I wasn’t first or second or even the third one out. And I thank the universe for that fact too. From way down at the bottom of the crowded sandy pit, I could see flickering streams of light. They would suddenly pop into view, only to vanish within seconds when my face was pressed down into wet slime and pulsating eggshell. I’d turn and gasp, searching for a free space to take a fresh gulp of air. But there were just so many of us scrambling for the unknown that comfort was not in the cards.
I had never crawled before and neither had they. Flippers flapped for the first time, clumsily whacking and smacking without any hint of guilt. I’ll admit I had the damnedest time getting going. Sure, since I was at the smack bottom I had the support of mushy sand and shell to press against as a launching point. But just imagine for a moment, if you will, that you have never taken a single step before. You wouldn’t know what amount of force to press your flipper at or even how far ahead to put it really. It was tough; especially when everyone else used me as their launching point.
I sincerely hope the pioneers of that hatch soaked up the gentle rays of the sun while they had the chance. That would be the only minute of their lives, so hopefully they got what they wanted out of it. I tell you whoever invented this method of birth was a complete and utter buffoon. The ground to cover seemed so much farther than it actually was. For newborn flippers, it might as well have been a race across Death Valley.

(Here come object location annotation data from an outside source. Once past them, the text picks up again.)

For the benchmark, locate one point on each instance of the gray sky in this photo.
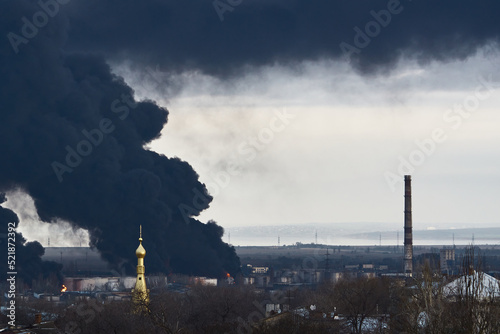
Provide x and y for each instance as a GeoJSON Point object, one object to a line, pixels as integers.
{"type": "Point", "coordinates": [337, 156]}
{"type": "Point", "coordinates": [291, 112]}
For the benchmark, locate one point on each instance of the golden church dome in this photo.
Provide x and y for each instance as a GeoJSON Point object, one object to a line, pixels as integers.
{"type": "Point", "coordinates": [140, 252]}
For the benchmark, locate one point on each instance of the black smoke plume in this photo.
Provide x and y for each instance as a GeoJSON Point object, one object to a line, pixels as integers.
{"type": "Point", "coordinates": [189, 35]}
{"type": "Point", "coordinates": [73, 137]}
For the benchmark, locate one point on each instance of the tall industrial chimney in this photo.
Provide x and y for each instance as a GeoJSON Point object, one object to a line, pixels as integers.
{"type": "Point", "coordinates": [408, 260]}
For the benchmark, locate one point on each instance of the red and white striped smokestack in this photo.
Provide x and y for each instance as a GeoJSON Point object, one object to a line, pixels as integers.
{"type": "Point", "coordinates": [408, 261]}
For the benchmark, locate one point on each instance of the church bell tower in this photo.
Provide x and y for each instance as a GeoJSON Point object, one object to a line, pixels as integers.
{"type": "Point", "coordinates": [140, 294]}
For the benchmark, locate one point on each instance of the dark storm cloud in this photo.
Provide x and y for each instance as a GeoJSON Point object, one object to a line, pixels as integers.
{"type": "Point", "coordinates": [180, 35]}
{"type": "Point", "coordinates": [72, 136]}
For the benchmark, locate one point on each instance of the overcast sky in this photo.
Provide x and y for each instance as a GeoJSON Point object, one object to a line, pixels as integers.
{"type": "Point", "coordinates": [337, 155]}
{"type": "Point", "coordinates": [290, 112]}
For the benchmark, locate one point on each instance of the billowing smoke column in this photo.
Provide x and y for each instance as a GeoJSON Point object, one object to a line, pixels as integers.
{"type": "Point", "coordinates": [73, 137]}
{"type": "Point", "coordinates": [408, 256]}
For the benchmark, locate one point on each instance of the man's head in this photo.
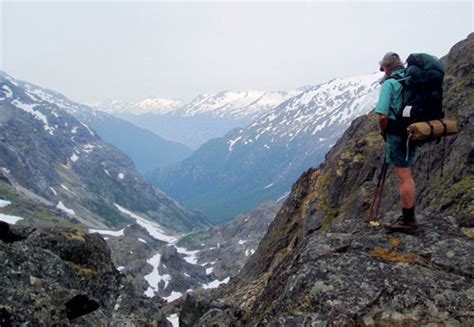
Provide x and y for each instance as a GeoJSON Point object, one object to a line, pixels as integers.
{"type": "Point", "coordinates": [390, 62]}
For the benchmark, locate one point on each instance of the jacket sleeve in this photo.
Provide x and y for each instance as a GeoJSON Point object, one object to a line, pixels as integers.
{"type": "Point", "coordinates": [385, 99]}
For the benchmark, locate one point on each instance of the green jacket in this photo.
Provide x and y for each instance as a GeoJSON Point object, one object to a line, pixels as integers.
{"type": "Point", "coordinates": [391, 96]}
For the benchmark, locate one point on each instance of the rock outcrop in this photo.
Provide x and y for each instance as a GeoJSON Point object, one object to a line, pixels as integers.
{"type": "Point", "coordinates": [321, 264]}
{"type": "Point", "coordinates": [57, 276]}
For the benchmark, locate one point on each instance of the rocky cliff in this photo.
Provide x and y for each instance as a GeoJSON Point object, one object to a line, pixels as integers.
{"type": "Point", "coordinates": [321, 264]}
{"type": "Point", "coordinates": [65, 277]}
{"type": "Point", "coordinates": [51, 158]}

Slipping and sliding about, not having a single idea what direction you were going…nowadays, odds are a pestering human child spots you and runs over ready to grab and poke. And though Mama says, “No no, don’t hurt the poor babies,” she pulls out her phone and clicks away like some maddening paparazzi. Crowds draw and click and flash, never seeing us beyond a thin, blinding screen. Uncoordinated toddlers make the wrong step (which at that point in my life I could sympathize with) and unwittingly smush our kin under their feet. But for the most part, everybody makes it. Nowadays there’s usually some team of humans assigned to guide us to safety. Which isn’t a bad thing, don’t get me wrong! It’s just that in my day, this particular day, there were gulls.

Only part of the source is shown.